LANSING – A tax amnesty program the state is counting on netting $61.8 million to balance the 2010-11 fiscal year budget passed the House on Tuesday after the chamber made a few changes.
The amnesty program would run from May 15 through June 30, 2011, and would allow people with unpaid taxes before December 31, 2009 to pay up without any penalty. When the Senate passed SB 884 , it had included a penalty for taxpayers who failed to file a return during the amnesty period, but the House struck that language.

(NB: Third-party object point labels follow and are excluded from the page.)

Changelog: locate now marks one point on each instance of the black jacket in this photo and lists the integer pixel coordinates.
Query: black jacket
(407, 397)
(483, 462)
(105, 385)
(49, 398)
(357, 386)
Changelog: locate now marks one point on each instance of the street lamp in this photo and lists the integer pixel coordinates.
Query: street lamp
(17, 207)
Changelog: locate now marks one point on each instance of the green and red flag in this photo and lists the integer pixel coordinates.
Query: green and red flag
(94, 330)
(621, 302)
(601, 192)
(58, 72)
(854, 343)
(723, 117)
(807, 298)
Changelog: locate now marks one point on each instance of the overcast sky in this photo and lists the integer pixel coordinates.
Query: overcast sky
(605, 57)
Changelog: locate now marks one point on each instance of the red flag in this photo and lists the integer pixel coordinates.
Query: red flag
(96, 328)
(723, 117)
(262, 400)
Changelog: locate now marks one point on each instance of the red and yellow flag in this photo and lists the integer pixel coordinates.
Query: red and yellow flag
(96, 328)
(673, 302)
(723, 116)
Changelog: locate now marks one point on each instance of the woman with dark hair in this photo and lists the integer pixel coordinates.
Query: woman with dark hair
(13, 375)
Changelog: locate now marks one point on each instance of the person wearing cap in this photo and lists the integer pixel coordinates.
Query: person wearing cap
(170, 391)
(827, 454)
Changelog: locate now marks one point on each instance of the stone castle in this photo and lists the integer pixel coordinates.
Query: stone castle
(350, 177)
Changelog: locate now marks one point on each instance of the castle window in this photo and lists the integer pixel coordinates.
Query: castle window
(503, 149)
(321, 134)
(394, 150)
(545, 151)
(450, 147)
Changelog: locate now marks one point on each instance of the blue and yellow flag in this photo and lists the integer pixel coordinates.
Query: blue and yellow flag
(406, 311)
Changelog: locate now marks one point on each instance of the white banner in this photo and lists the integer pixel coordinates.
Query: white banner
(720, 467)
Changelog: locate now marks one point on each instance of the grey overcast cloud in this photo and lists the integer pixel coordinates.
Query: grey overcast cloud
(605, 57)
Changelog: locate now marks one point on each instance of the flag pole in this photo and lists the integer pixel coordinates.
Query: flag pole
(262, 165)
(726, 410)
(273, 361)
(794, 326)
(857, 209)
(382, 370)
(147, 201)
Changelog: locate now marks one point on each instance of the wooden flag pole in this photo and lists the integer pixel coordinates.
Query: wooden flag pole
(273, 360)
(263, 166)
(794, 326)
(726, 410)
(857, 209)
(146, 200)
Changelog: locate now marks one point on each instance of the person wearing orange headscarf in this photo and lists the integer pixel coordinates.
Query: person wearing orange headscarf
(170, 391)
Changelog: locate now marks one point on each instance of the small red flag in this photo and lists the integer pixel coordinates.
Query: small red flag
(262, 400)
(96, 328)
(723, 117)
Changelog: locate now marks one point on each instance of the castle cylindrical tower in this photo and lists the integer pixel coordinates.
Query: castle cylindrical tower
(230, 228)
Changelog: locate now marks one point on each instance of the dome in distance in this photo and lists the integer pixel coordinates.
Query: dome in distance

The House version, which passed 58-49, also allows the Department of Treasury to bid out collection services to a private company after the amnesty period ends. That company would contact taxpayers the state had yet to get in touch with.

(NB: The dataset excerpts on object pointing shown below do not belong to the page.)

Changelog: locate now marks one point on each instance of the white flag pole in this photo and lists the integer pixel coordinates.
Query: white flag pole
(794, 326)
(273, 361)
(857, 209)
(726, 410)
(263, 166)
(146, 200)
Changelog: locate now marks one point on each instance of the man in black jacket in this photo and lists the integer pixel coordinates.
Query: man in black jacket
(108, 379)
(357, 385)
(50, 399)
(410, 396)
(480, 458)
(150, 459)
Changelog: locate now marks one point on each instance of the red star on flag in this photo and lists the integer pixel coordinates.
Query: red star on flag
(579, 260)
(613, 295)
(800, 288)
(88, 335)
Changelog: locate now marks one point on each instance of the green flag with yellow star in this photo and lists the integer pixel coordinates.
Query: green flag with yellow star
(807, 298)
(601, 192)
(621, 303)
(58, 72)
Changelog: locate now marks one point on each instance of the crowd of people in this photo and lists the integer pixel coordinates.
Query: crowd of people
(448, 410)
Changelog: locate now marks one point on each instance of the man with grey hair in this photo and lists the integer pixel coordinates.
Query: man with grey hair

Democrats added the amendment after rejecting a Republican amendment that would have had a private company run the entire amnesty program.

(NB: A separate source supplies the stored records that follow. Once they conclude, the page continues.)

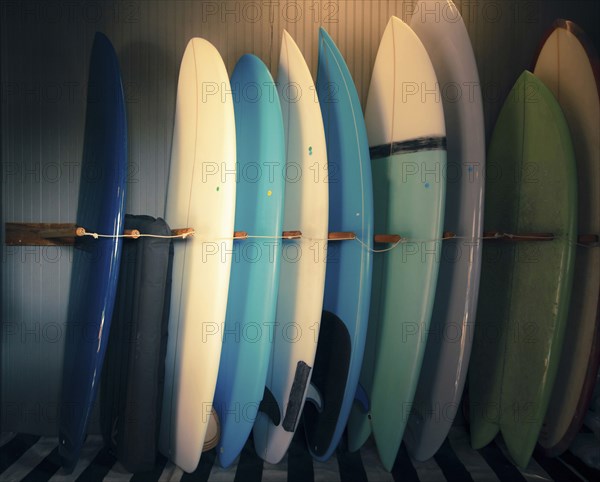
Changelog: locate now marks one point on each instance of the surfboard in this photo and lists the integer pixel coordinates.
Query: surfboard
(201, 195)
(446, 358)
(406, 132)
(94, 277)
(131, 389)
(525, 286)
(254, 279)
(349, 266)
(568, 64)
(302, 276)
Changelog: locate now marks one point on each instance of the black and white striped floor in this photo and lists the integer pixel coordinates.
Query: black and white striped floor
(33, 458)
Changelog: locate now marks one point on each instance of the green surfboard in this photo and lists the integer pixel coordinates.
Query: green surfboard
(526, 285)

The House version allocates $6.8 million to Treasury to administer the amnesty program, while the Senate version had provided $1 million.
The legislation is also no longer tie-barred to bills dealing with phasing out the Michigan Business Tax surcharge (SB 1 ), revising the MBT’s small business and entrepreneurial credits (SB 69 ), reducing the film credits (SB 838 ) and requiring a person live in Michigan for six months before obtaining the Earned Income Tax Credit (HB 4514 ).
There was no debate on the bill as the chamber acted, but seven Democrats joined a solid Republican minority in opposition: Rep. Michael Lahti (D-Hancock), Rep. Jeff Mayes (D-Bay City), Rep. Tim Melton (D-Auburn Hills), Rep. Andy Neumann (D-Alpena), Rep. Gino Polidori (D-Dearborn), Rep. Jim Slezak (D-Davison) and Rep. Dudley Spade (D-Tipton).